1. A method for quantitatively processing images of a tissue, the method comprising the steps of: illuminating the tissue and producing at least two images at different spectral bands; analyzing said images to determine a tissue microvascular oxygenation parameter for each desired pixel of a image; and adjusting image contrast based on said tissue microvascular oxygenation parameter.

2. The method of claim 1 , wherein said images are analyzed using a diffusion-approximation model.

3. The method of claim 1 , wherein said microvascular oxygenation parameter is selected from a de-oxygenated index (dHBi) and a tissue oxygenation index (TOI).

4. The method of claim 3, wherein said dHBi is determined by multiplying the de-oxygenated blood volume fraction and scattering amplitude.

5. The method of claim 3, wherein the TOI is determined based on oxygenated and de-oxygenated blood volume fractions.

6. The method of claim 3, wherein said TOI is used to determine tissue oxygenating status.

7. The method of claim 1 , wherein the step of adjusting image contrast further comprises comparing image areas with a lower and higher value of the oxygenated parameter with the rest of the image.

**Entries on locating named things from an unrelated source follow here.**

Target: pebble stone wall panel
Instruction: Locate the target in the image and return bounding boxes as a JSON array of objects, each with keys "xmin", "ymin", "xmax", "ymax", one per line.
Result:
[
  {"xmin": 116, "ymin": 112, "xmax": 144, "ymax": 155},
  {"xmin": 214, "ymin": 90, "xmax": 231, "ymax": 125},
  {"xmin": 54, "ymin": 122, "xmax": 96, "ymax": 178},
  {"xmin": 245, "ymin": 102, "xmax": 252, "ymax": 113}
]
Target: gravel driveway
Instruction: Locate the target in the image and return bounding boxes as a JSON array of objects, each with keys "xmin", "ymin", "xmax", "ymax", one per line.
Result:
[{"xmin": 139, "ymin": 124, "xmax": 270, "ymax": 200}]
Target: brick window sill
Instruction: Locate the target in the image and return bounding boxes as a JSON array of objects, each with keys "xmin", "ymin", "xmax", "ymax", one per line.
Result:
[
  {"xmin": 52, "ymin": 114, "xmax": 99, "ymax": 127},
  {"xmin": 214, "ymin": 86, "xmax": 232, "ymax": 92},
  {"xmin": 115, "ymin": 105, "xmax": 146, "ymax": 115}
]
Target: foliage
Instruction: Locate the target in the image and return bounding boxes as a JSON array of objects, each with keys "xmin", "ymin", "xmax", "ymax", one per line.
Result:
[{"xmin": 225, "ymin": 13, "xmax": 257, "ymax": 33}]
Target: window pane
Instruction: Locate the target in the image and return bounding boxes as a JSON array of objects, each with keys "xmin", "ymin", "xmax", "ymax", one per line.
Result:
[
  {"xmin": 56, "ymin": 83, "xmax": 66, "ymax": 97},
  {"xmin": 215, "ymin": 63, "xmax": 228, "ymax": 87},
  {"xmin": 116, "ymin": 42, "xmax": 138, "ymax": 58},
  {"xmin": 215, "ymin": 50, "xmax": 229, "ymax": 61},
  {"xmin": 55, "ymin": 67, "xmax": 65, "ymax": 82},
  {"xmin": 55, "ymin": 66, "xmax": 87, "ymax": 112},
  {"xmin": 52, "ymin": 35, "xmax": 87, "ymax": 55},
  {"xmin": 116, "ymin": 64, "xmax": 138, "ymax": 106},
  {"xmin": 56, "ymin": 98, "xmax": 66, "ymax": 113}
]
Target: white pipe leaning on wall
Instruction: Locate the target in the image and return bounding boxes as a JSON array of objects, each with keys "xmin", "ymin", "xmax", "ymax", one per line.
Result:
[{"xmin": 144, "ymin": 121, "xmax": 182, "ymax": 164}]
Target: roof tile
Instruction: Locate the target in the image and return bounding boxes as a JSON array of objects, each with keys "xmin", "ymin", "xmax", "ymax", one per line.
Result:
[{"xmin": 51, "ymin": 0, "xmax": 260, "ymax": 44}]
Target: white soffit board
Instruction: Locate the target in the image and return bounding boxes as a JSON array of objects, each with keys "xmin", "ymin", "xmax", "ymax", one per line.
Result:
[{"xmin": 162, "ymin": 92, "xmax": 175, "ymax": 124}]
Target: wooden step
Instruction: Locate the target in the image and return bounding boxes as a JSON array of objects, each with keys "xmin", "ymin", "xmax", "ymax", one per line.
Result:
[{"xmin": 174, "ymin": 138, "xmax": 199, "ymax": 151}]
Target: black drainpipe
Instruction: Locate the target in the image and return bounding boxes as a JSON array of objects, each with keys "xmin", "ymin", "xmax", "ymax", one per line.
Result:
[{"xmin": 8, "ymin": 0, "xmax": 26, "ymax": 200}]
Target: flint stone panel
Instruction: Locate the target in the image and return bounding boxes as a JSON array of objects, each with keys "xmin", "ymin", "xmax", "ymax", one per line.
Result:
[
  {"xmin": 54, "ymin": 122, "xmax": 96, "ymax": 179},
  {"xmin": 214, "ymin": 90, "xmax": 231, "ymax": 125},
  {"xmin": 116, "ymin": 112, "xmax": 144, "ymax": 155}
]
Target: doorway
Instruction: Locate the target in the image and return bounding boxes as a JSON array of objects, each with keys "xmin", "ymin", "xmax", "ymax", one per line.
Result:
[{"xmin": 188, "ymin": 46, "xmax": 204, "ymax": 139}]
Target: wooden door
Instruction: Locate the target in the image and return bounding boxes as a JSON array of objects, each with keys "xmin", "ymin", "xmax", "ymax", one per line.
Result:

8. The method of claim 7, further comprising a step of mapping areas of the image with equal oxygenated parameter with a same colour.

9. The method of claim 1 , further comprising a step of determining a threshold of said microvascular oxygenation parameter.

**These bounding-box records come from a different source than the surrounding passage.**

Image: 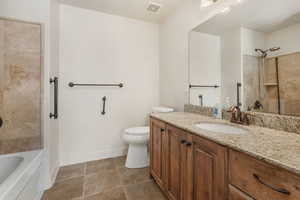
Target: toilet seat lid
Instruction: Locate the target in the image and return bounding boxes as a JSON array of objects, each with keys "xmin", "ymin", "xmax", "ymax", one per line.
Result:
[{"xmin": 125, "ymin": 126, "xmax": 150, "ymax": 135}]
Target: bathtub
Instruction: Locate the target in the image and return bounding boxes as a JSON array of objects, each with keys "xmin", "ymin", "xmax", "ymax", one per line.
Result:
[{"xmin": 0, "ymin": 150, "xmax": 43, "ymax": 200}]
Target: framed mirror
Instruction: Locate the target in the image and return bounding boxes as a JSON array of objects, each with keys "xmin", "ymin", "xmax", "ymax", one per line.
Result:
[{"xmin": 189, "ymin": 0, "xmax": 300, "ymax": 116}]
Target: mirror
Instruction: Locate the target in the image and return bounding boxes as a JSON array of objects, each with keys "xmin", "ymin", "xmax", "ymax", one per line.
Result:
[{"xmin": 189, "ymin": 0, "xmax": 300, "ymax": 116}]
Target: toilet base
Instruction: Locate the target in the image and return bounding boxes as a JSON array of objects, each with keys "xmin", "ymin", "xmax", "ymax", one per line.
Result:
[{"xmin": 125, "ymin": 144, "xmax": 149, "ymax": 168}]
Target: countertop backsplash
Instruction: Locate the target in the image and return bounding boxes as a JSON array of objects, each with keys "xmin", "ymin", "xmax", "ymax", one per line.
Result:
[{"xmin": 184, "ymin": 104, "xmax": 300, "ymax": 134}]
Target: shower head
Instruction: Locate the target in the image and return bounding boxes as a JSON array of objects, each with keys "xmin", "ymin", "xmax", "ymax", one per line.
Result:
[
  {"xmin": 255, "ymin": 49, "xmax": 268, "ymax": 57},
  {"xmin": 255, "ymin": 47, "xmax": 280, "ymax": 58}
]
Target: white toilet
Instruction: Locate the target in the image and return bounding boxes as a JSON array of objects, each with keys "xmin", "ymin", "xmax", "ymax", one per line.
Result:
[{"xmin": 123, "ymin": 107, "xmax": 174, "ymax": 168}]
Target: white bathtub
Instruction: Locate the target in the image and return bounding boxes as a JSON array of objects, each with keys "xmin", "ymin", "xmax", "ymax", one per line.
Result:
[{"xmin": 0, "ymin": 151, "xmax": 43, "ymax": 200}]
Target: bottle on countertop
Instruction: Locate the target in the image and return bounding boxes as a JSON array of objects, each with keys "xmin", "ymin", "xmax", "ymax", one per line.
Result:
[{"xmin": 213, "ymin": 97, "xmax": 222, "ymax": 119}]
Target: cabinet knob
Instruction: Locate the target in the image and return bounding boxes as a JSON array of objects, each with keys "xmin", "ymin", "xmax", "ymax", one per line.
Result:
[{"xmin": 185, "ymin": 142, "xmax": 192, "ymax": 147}]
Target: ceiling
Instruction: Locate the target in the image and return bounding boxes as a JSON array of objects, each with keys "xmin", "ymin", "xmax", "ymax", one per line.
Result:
[
  {"xmin": 194, "ymin": 0, "xmax": 300, "ymax": 35},
  {"xmin": 60, "ymin": 0, "xmax": 184, "ymax": 23}
]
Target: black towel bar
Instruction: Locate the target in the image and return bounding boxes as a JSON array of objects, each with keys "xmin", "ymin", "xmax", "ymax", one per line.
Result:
[{"xmin": 68, "ymin": 82, "xmax": 124, "ymax": 88}]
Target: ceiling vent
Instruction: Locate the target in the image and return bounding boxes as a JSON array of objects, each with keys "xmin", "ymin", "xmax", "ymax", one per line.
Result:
[{"xmin": 147, "ymin": 2, "xmax": 161, "ymax": 12}]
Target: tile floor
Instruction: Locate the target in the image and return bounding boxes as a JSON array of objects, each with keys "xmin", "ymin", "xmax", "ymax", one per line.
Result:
[{"xmin": 42, "ymin": 157, "xmax": 166, "ymax": 200}]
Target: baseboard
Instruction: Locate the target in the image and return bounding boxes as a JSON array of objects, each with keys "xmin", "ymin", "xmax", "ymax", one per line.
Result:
[
  {"xmin": 34, "ymin": 191, "xmax": 44, "ymax": 200},
  {"xmin": 60, "ymin": 147, "xmax": 127, "ymax": 166},
  {"xmin": 51, "ymin": 165, "xmax": 59, "ymax": 186}
]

10. The method of claim 9, wherein said threshold is applied to each desired pixel of the images for adjusting image contrast.

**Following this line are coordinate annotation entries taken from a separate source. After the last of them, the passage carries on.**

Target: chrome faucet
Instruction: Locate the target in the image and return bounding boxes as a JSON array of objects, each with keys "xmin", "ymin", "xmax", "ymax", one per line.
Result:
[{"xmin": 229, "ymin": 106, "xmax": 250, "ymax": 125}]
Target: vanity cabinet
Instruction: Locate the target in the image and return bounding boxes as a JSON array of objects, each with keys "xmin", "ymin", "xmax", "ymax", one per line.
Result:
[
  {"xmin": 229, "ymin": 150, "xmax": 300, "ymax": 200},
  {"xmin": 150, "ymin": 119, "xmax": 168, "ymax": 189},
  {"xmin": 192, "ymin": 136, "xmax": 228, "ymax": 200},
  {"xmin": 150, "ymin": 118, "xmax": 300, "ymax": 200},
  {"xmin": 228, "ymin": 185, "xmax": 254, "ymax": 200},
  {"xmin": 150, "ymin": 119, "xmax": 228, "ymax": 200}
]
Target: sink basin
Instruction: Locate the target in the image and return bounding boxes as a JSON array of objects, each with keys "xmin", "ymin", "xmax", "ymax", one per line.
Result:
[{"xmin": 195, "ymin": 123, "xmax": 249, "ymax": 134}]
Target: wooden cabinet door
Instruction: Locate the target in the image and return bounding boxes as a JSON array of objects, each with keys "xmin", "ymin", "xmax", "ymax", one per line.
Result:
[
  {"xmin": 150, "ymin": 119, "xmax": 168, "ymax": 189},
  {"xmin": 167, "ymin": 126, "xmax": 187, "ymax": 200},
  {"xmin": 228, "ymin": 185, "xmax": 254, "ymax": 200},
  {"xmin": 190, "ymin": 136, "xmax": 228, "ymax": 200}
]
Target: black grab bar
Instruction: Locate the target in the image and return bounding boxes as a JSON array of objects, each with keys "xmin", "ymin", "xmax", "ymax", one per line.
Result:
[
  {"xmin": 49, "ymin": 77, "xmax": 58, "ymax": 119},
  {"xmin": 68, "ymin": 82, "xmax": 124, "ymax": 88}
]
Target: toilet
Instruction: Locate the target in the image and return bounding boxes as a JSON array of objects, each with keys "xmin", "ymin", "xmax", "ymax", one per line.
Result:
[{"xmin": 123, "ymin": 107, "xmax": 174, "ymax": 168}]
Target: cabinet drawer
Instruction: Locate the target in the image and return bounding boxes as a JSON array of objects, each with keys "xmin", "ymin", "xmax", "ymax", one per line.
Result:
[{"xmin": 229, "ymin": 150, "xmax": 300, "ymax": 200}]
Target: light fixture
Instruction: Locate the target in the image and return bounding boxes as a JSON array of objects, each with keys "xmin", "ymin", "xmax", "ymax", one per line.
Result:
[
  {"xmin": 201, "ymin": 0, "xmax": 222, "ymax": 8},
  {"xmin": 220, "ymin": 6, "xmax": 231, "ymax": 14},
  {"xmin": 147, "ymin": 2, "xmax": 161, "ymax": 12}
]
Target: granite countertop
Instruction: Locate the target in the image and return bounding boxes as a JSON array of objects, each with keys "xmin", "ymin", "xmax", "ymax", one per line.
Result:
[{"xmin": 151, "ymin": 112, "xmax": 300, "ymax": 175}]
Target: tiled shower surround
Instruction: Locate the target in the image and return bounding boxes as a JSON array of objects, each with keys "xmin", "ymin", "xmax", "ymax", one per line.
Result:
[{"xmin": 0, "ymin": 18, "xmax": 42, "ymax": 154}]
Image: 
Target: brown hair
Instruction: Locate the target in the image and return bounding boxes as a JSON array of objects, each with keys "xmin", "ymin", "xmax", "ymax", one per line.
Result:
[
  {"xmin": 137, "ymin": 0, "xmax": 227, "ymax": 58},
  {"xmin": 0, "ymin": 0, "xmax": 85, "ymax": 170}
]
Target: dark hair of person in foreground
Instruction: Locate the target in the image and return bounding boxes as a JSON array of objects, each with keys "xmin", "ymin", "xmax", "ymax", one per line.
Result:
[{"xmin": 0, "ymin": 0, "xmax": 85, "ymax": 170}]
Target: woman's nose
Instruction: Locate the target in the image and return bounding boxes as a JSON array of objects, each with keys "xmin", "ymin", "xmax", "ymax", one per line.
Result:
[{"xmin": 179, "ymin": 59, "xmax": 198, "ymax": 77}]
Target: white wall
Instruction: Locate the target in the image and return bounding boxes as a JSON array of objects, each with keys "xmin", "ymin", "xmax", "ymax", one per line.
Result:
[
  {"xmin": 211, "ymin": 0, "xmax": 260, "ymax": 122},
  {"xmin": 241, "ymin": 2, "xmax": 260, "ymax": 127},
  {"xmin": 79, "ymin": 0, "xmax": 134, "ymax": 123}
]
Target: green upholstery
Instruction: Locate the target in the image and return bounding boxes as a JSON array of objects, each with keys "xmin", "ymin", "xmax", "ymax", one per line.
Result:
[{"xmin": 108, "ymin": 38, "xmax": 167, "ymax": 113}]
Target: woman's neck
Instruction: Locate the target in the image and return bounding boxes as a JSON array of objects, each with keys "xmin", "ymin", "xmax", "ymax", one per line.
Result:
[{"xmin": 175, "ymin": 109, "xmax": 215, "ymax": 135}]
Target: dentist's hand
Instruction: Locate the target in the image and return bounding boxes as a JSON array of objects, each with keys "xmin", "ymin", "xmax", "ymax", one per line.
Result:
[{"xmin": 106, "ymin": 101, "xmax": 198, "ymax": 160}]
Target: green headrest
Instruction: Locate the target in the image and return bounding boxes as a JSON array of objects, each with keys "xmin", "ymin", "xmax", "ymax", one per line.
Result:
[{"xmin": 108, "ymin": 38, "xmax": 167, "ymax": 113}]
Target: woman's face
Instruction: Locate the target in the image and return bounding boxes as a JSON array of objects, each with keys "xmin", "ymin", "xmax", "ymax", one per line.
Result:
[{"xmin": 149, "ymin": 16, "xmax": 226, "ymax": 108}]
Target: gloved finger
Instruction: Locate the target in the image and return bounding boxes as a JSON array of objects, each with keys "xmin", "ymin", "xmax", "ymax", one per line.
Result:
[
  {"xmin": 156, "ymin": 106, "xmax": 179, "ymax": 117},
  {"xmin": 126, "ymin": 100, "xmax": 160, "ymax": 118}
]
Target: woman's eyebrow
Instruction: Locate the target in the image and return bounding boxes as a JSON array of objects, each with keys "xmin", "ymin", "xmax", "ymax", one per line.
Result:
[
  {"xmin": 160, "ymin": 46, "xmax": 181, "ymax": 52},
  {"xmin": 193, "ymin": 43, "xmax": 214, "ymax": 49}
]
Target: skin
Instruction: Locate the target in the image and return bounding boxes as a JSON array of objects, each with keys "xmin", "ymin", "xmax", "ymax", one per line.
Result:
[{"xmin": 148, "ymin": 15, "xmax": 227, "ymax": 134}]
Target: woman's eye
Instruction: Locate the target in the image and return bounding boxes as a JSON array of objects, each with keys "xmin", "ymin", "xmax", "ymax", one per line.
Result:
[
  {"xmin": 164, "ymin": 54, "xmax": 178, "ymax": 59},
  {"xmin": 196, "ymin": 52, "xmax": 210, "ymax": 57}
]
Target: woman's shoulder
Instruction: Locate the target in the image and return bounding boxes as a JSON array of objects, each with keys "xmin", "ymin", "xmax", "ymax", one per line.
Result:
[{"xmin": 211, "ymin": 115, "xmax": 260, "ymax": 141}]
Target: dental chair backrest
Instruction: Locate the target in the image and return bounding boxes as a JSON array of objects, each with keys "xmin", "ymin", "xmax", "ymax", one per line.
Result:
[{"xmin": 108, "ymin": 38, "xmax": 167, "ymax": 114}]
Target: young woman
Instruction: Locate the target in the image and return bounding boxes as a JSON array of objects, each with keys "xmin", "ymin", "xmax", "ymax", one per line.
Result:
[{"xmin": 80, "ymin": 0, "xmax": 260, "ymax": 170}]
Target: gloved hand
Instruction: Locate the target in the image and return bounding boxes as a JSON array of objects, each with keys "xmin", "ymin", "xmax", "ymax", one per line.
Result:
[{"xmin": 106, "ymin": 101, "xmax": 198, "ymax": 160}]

11. The method of claim 9, wherein said threshold is an average value of the oxygenation parameter for the images.

12. The method of claim 11 , wherein the image contrast is adjusted by adding white colour to image areas having higher oxygenated parameter than the threshold and adding pink colour to image areas with lower oxygenated parameter than the threshold.

13. The method of claim 1 , further comprising a step of detecting ischemia.

14. The method of claim 1 , further comprising a step of monitoring ischemia.

15. The method of claim 1 , further comprising a step of monitoring tissue viability.

16. The method of claim 1 , further comprising measuring cancerous changes.

17. An apparatus for quantitative processing images of a tissue, comprising: a light source for illuminating the tissue and producing at least two images at different spectral bands; an image detecting device for receiving said images; and an image processing device for analyzing said images to determine a tissue microvascular oxygenation parameter for each desired pixel of a image, wherein said processing device quantifies changes in tissue oxygenation and adjusts image contrast based on the determined microvascular oxygenation parameter.

18. The apparatus of claim 17, wherein said processing device is configured to detect ischemia.

19. The apparatus of claim 17, wherein said processing device is configured to monitor ischemia.

20. The apparatus of claim 17, wherein said processing devices is configured to monitor tissue viability.

21. The apparatus of claim 17, wherein said processing device is configured to measure cancerous changes.